Professional video camera – Auto Transponder key Manufacturer – China 4d Duplicable Transponder Chip

History

Early studio television camera — Gray box on right is the lens, gray box on top is the Viewfinder, sides are lowered to show internal electronics.

Professional television camera history has two main lines: the gradual shrinking of the camera as it became more versatile and self contained; and a progression of sensors from large insensitive tubes to less vital, much more sensitive tubes and finally to very small, very sensitive solid state chip imagers. Cameras that contained their own recording mechanisms did not appear until the early 1980s.

At the beginning, these cameras were very large devices, very nearly always in two sections. The camera section held the lens and tube pre-amps and other necessary electronics, and was connected with a large diameter multi-core cable to the rest of the camera electronics, usually mounted in a rack. The rack would be in a separate room in the studio, or in a remote truck. The camera head lonely could not generate a video picture signal on its own. The video signal was output from the rack unit to the rest of the studio for switching and transmission. By the fifties, electronic neatness had progressed to the point where some monochrome cameras could operate stand lonely and even be handheld. But the studio configuration remained, with the large cable bundle transmitting the signals back to the CCU (Camera Control Unit). The CCU in turn was used to align and operate the camera’s functions, such as exposure, system timing, and video and black levels.

The first color cameras (1950s in the US, early 1960′s in Europe), notably the RCA TK-40/41 series, were much more complex with their three (and in some models even four) pickup tubes, and the size and weight drastically increased. Handheld color cameras did not come into general use until the early 1970s, and the first ones were two pieces, a camera head shoulder unit that held the lens and tube section, and a rucksack unit. The Ikegami HL-33 was the first of this type, but was followed a up by one cut cameras. These one cut cameras, (The HL-77 from Ikegami and the TK76 from RCA) made possible, (in combination with portable 3/4″ U-matic VCRs) the introduction of Electronic News Gathering (ENG), which very rapidly replaced the 16mm film cameras that had been the dominant method for capturing news events. This established the standard operation in the field of a two person news crew, one operating the camera, and one carrying the shoulder strapped U-matic recorder and a boom microphone. The control layout (often called “form factor”) for the camera’s most vital functions was also established with these cameras, and continues to define an ENG camera to this day.

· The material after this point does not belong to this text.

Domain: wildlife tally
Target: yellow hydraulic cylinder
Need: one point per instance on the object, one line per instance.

In the early 80s, the first cameras with an on board recorder were brought to the market. The more thriving of these used the Betacam recording system. At first these cameras used pickup tubes, and the recorders were of the removable type. Models with solid state CCD imagers came on the scene in the mid-80s. These brought multiple benefits. They were much more stable and less prone to drift than tube cameras, and didn’t require a warm up or calibration time at the beginning of the day. They also were not prone to image burn in or lag caused by very bright light sources in the frame. The early models did not have the resolution or color quality of their tube counterparts, but successive models quickly pulled yet to be of tube technology. Eventually, cameras with the recorder permanently mated to the camera head became the norm for ENG.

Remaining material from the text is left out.